La mostra “Be My Voice – un diario per Gaza” fino al 24 ottobre a Mori

Domenica 19 ottobre è stata inaugurata la mostra “Be My Voice – un diario per Gaza“, visitabile presso la biblioteca di Mori fino a venerdì 24 ottobre.  

Durante la presentazione della mostra, i partecipanti hanno potuto assistere alla testimonianza del giornalista di Gaza Alhassan Selmi, che, approfondendo il tema, ha risposto così a una domanda del pubblico: “Posso immaginarmi di convivere con persone israeliane, in futuro? Sì, lo sogno. Io sogno di vivere fianco a fianco ai miei fratelli israeliani. Anche loro sono vittime di una feroce propaganda che gli fa credere che noi siamo nemici. Ma noi crediamo che in Palestina ci sia spazio per tutti: musulmani, cristiani, ebrei, anche buddisti se vorranno venire… la terra è di chi la abita e la cura. E il mio sogno è di convivere in pace e in libertà, come abbiamo sempre fatto con i nostri vicini ebrei e cristiani, ma senza occupazione israeliana”. 

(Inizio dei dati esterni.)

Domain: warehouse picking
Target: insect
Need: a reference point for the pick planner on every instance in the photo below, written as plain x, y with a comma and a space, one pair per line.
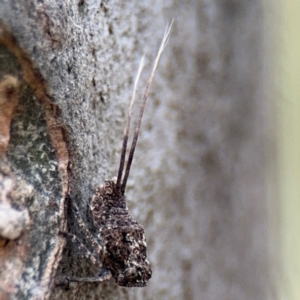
120, 246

La mostra nasce dalla collaborazione tra Selmi e l’illustratrice Marcella Brancaforte, autrice di disegni intensi che accompagnano i testi in un dialogo visivo e poetico. 

La mostra verrà successivamente inaugurata domenica 26 ottobre, alle 17.30, anche a Rumo (Val di Non), con Selmi e Brancaforte in collegamento e la partecipazione del giornalista Raffaele Oriani, impegnato a raccontare la realtà di Gaza attraverso una narrazione libera da propaganda, e Abdallah Inshasi, giovane trentino di origine palestinese, fondatore del progetto “Gaza Parkour”, simbolo di resistenza culturale e sportiva e socio del Circolo Arci di Brentonico che gestisce le tappe della mostra.